How to negociate your compensation package with a startup?


Its quite simple but most startup will make it look complex to make a better deal then you.




  1. First, know your market value (ex: 100K)
  2. Second, get the startup base salary offer (ex: 60K)
  3. Third, estimate the unpaid value: market value - base salary = update value (100-60=40K); usually the unpaid value is paid in stock with a premium
  4. Forth, get the last valuation of the company & number of shares total + double/tripple dipping clause details.
  5. Evaluate the risk factor to get the unpaid value in stock.

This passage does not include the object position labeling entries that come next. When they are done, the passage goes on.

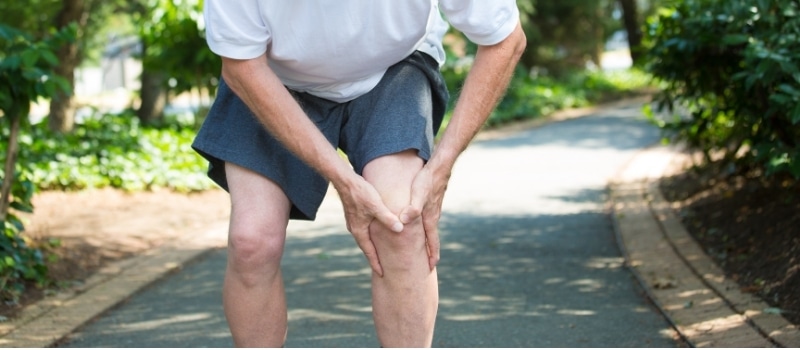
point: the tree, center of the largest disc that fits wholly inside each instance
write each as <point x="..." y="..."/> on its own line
<point x="733" y="67"/>
<point x="39" y="17"/>
<point x="564" y="34"/>
<point x="26" y="73"/>
<point x="175" y="56"/>
<point x="633" y="27"/>
<point x="62" y="109"/>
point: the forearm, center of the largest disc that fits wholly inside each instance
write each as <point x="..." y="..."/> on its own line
<point x="255" y="83"/>
<point x="485" y="85"/>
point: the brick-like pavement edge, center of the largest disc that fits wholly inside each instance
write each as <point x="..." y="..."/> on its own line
<point x="48" y="321"/>
<point x="706" y="308"/>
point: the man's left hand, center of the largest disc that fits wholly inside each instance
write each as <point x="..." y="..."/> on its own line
<point x="427" y="193"/>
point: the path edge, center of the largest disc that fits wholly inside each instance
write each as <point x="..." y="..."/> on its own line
<point x="706" y="308"/>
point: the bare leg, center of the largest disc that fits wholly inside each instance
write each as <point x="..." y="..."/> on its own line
<point x="253" y="292"/>
<point x="405" y="299"/>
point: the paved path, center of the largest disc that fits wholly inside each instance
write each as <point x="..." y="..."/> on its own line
<point x="529" y="259"/>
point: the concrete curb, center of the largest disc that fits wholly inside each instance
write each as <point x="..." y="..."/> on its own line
<point x="706" y="308"/>
<point x="48" y="321"/>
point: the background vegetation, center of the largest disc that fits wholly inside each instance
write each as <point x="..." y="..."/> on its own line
<point x="143" y="147"/>
<point x="731" y="68"/>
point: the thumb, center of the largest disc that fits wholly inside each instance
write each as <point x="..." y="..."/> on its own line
<point x="414" y="209"/>
<point x="385" y="217"/>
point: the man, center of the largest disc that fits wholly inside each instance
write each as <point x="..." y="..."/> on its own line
<point x="303" y="77"/>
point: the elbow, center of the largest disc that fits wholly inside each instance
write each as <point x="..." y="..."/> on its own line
<point x="518" y="42"/>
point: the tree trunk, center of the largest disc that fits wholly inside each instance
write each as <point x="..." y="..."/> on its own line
<point x="11" y="160"/>
<point x="154" y="97"/>
<point x="62" y="109"/>
<point x="630" y="18"/>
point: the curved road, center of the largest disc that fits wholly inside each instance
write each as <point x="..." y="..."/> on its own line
<point x="529" y="259"/>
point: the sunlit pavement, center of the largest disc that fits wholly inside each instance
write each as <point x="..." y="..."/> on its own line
<point x="529" y="259"/>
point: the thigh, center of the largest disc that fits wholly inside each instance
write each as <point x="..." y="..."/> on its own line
<point x="231" y="133"/>
<point x="392" y="175"/>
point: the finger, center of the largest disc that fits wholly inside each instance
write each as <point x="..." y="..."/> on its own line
<point x="432" y="241"/>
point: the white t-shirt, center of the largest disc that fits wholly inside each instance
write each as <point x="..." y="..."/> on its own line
<point x="340" y="49"/>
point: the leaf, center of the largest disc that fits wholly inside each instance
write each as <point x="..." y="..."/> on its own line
<point x="735" y="39"/>
<point x="23" y="207"/>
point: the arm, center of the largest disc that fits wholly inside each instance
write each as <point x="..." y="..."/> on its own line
<point x="257" y="85"/>
<point x="485" y="85"/>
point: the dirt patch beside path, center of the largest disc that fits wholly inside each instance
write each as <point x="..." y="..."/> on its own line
<point x="97" y="227"/>
<point x="750" y="226"/>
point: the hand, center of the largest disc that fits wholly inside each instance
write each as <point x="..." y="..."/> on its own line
<point x="363" y="205"/>
<point x="427" y="193"/>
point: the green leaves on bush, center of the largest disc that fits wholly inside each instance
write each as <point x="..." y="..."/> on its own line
<point x="26" y="74"/>
<point x="529" y="97"/>
<point x="733" y="65"/>
<point x="113" y="151"/>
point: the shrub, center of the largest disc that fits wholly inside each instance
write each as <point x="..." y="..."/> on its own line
<point x="733" y="66"/>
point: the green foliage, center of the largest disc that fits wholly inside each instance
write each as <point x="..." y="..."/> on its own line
<point x="564" y="35"/>
<point x="19" y="261"/>
<point x="530" y="97"/>
<point x="114" y="151"/>
<point x="733" y="66"/>
<point x="173" y="36"/>
<point x="26" y="74"/>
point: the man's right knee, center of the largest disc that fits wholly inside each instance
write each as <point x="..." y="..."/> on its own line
<point x="256" y="246"/>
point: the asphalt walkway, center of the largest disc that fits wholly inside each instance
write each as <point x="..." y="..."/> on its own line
<point x="529" y="259"/>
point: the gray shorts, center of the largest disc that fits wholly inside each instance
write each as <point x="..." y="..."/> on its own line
<point x="403" y="112"/>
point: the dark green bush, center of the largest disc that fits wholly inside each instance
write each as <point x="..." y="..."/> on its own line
<point x="734" y="66"/>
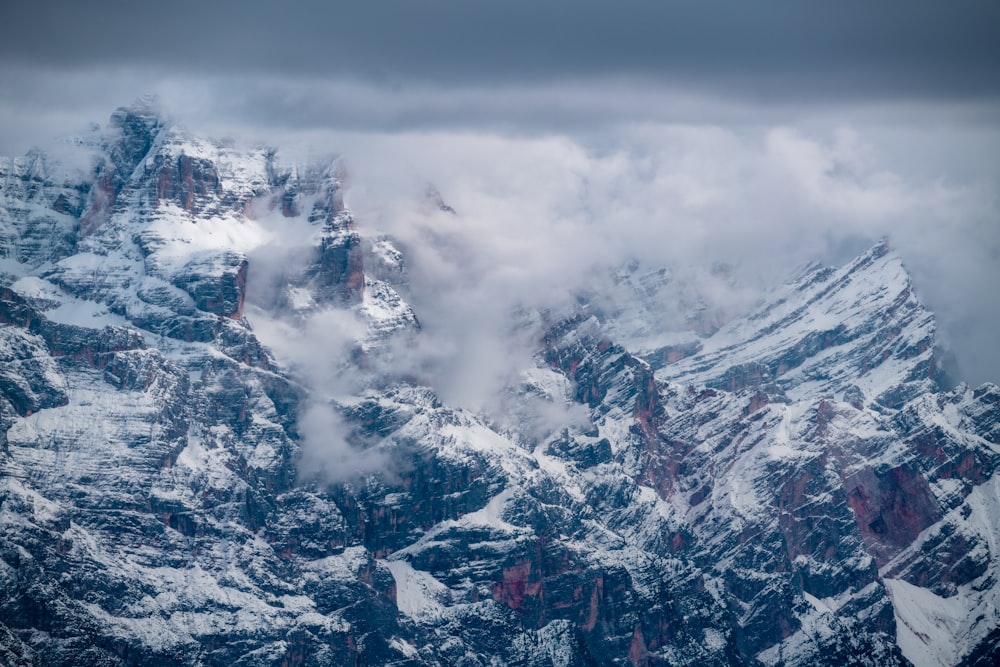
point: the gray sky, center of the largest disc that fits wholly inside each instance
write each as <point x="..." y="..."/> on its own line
<point x="763" y="132"/>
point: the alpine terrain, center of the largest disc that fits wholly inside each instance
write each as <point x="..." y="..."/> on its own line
<point x="800" y="485"/>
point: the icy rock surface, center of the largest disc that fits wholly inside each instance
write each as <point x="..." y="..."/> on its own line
<point x="799" y="486"/>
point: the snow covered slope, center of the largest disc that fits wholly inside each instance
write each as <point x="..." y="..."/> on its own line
<point x="800" y="487"/>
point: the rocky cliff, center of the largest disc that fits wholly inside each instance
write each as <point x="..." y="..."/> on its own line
<point x="802" y="485"/>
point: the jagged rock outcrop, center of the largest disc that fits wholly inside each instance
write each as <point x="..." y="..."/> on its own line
<point x="798" y="486"/>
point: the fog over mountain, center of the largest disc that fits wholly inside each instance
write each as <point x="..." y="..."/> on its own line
<point x="548" y="333"/>
<point x="761" y="137"/>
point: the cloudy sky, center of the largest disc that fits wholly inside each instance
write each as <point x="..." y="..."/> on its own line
<point x="764" y="134"/>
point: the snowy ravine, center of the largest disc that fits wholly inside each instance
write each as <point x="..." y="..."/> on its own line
<point x="802" y="486"/>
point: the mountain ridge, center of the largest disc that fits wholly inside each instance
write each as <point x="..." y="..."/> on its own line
<point x="802" y="488"/>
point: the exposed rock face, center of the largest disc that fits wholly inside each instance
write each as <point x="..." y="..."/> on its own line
<point x="799" y="486"/>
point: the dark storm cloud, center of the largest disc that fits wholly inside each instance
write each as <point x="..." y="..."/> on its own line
<point x="793" y="49"/>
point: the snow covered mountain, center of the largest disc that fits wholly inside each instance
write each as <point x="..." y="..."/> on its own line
<point x="800" y="486"/>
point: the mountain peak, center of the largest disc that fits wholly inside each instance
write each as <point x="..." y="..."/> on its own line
<point x="829" y="329"/>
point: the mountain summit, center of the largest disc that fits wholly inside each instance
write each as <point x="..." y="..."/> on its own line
<point x="179" y="485"/>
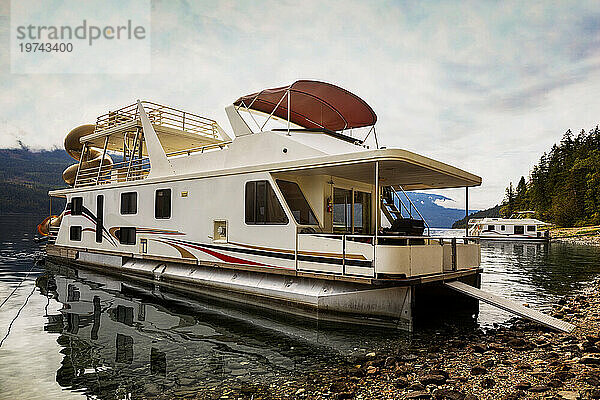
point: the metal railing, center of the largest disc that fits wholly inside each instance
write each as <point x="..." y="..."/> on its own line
<point x="159" y="115"/>
<point x="52" y="234"/>
<point x="388" y="240"/>
<point x="130" y="170"/>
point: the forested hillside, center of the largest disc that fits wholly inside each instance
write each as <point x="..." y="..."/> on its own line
<point x="26" y="177"/>
<point x="564" y="186"/>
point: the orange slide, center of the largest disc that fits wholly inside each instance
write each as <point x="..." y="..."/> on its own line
<point x="92" y="159"/>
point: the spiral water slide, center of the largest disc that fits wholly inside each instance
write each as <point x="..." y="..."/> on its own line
<point x="91" y="160"/>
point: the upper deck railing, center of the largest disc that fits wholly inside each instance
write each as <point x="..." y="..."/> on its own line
<point x="159" y="115"/>
<point x="126" y="123"/>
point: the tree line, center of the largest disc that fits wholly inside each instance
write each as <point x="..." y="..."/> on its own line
<point x="564" y="186"/>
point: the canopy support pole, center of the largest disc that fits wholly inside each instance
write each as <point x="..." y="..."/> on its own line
<point x="466" y="211"/>
<point x="377" y="215"/>
<point x="102" y="160"/>
<point x="81" y="158"/>
<point x="288" y="112"/>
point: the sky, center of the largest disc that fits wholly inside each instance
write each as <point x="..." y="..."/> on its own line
<point x="484" y="86"/>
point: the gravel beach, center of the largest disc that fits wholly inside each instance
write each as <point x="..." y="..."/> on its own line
<point x="519" y="361"/>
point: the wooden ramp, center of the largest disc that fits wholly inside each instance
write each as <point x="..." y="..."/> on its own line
<point x="511" y="306"/>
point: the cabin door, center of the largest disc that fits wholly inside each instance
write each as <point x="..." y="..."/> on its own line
<point x="351" y="211"/>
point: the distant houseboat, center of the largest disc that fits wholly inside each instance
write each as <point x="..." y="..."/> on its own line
<point x="514" y="228"/>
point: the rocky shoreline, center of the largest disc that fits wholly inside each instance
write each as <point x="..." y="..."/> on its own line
<point x="520" y="361"/>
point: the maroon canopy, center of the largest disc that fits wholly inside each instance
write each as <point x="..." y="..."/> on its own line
<point x="313" y="105"/>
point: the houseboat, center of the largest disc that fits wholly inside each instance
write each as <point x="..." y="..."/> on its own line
<point x="518" y="227"/>
<point x="294" y="210"/>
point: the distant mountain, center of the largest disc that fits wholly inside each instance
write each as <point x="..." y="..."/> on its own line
<point x="493" y="212"/>
<point x="27" y="176"/>
<point x="436" y="215"/>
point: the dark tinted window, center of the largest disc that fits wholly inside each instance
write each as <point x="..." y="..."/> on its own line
<point x="297" y="202"/>
<point x="126" y="235"/>
<point x="129" y="203"/>
<point x="162" y="204"/>
<point x="76" y="205"/>
<point x="262" y="205"/>
<point x="75" y="233"/>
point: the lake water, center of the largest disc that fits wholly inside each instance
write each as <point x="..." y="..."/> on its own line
<point x="67" y="334"/>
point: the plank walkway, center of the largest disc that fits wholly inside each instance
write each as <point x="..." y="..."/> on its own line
<point x="511" y="306"/>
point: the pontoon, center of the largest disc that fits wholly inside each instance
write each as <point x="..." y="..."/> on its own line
<point x="309" y="218"/>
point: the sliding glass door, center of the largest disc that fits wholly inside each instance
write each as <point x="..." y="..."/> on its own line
<point x="351" y="211"/>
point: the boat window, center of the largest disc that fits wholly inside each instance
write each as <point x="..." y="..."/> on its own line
<point x="162" y="204"/>
<point x="262" y="205"/>
<point x="129" y="203"/>
<point x="297" y="202"/>
<point x="362" y="212"/>
<point x="126" y="235"/>
<point x="76" y="205"/>
<point x="342" y="210"/>
<point x="75" y="233"/>
<point x="99" y="217"/>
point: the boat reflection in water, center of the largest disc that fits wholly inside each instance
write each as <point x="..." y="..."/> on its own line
<point x="122" y="337"/>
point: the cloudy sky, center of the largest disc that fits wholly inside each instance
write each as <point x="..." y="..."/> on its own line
<point x="485" y="86"/>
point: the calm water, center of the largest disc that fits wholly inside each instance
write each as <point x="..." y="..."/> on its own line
<point x="67" y="334"/>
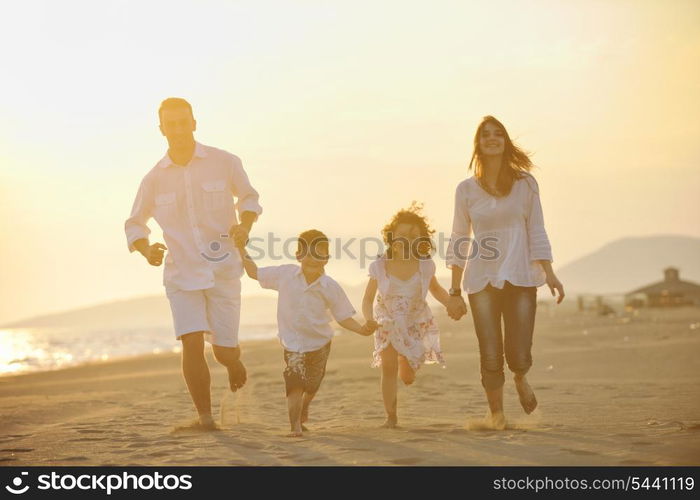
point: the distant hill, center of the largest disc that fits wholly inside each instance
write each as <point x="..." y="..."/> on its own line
<point x="629" y="263"/>
<point x="618" y="267"/>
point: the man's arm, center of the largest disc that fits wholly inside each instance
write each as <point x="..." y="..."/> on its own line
<point x="152" y="253"/>
<point x="136" y="226"/>
<point x="251" y="268"/>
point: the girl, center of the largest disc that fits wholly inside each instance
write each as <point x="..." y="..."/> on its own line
<point x="407" y="335"/>
<point x="509" y="257"/>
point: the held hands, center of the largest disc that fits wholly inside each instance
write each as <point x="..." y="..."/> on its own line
<point x="240" y="235"/>
<point x="554" y="284"/>
<point x="154" y="253"/>
<point x="456" y="307"/>
<point x="369" y="327"/>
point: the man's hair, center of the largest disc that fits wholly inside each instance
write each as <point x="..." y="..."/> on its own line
<point x="173" y="103"/>
<point x="308" y="240"/>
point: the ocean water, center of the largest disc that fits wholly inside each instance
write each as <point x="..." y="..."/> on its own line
<point x="25" y="350"/>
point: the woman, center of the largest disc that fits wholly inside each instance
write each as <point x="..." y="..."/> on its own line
<point x="508" y="258"/>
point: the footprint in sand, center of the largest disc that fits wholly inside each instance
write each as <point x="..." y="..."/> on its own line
<point x="579" y="452"/>
<point x="406" y="461"/>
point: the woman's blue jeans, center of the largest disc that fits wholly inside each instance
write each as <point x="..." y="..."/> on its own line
<point x="517" y="306"/>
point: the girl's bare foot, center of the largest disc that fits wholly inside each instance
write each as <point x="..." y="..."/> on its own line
<point x="391" y="422"/>
<point x="406" y="373"/>
<point x="527" y="396"/>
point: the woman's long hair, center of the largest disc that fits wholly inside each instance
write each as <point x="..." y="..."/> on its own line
<point x="516" y="162"/>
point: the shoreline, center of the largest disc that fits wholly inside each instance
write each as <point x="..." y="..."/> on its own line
<point x="638" y="406"/>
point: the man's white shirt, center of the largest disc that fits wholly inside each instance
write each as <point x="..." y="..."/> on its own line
<point x="194" y="206"/>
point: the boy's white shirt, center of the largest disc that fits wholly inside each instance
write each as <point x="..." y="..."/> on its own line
<point x="303" y="319"/>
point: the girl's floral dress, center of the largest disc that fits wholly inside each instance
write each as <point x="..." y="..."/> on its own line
<point x="404" y="317"/>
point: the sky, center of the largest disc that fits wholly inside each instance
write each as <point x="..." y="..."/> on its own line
<point x="343" y="113"/>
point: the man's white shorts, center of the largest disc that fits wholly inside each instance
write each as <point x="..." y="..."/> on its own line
<point x="216" y="311"/>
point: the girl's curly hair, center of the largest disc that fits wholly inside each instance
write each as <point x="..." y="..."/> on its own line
<point x="411" y="215"/>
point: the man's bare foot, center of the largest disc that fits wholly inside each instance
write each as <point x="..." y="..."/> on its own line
<point x="237" y="375"/>
<point x="391" y="422"/>
<point x="296" y="431"/>
<point x="498" y="420"/>
<point x="207" y="422"/>
<point x="527" y="396"/>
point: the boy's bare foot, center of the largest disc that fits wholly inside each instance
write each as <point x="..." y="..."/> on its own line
<point x="391" y="422"/>
<point x="237" y="375"/>
<point x="527" y="396"/>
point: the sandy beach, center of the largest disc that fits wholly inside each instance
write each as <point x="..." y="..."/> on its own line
<point x="614" y="390"/>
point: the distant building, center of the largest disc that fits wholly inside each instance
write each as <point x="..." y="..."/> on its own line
<point x="672" y="291"/>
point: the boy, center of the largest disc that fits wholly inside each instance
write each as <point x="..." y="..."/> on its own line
<point x="306" y="294"/>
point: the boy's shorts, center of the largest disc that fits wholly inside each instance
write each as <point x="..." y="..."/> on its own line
<point x="215" y="311"/>
<point x="305" y="370"/>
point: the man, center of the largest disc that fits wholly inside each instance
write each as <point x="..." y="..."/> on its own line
<point x="189" y="193"/>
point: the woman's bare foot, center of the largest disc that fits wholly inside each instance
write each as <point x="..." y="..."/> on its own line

Basically the stock option premium to ask.  
    1. Startup phase/maturity level (risk factor to apply)
      1. MVP = fucken risky, a big factor is required (ex: 100)
      2. Market Fit exploration = Fucken risky so a big factor too (50-100)
      3. Market validation phase, time to scale = 2-5
      4. Quality of the investor and network they bring = 2-100 (vary a lot)
      5. Market (hype or ...) = 2-10K
    2. Strategic location = 2-1000 (vary a lot)
    3. Type of startup
      1. Type of startup = unicorn (big factor), etc.  1-100
      2. Business type, B2B or B2C : 1-100
      3. Type of revenue (recurrent, retension
      4. Data driven = 1; non-data driven (get out)
      5. Working culture
      6. Collaboration and communication culture
    4. Management team
      1. Management team, advisor experience in place = 2-1000
      2. Team quality: 2-1K
      3. CEO focus = 2-1M
      4. Management Mission and Vision clarity
    5. Financing
      1. Delay before next founding required -> 2-1000
    6. Your value
      1. Role type = Tech has more value
      2. How rare is your skill = 1 to 100
  6. Evaluate the number of share you should claim (40k*25 = 1M; current valuation = 10M; stock = 10% ownership)

As you can see, its quite simple, its basic math.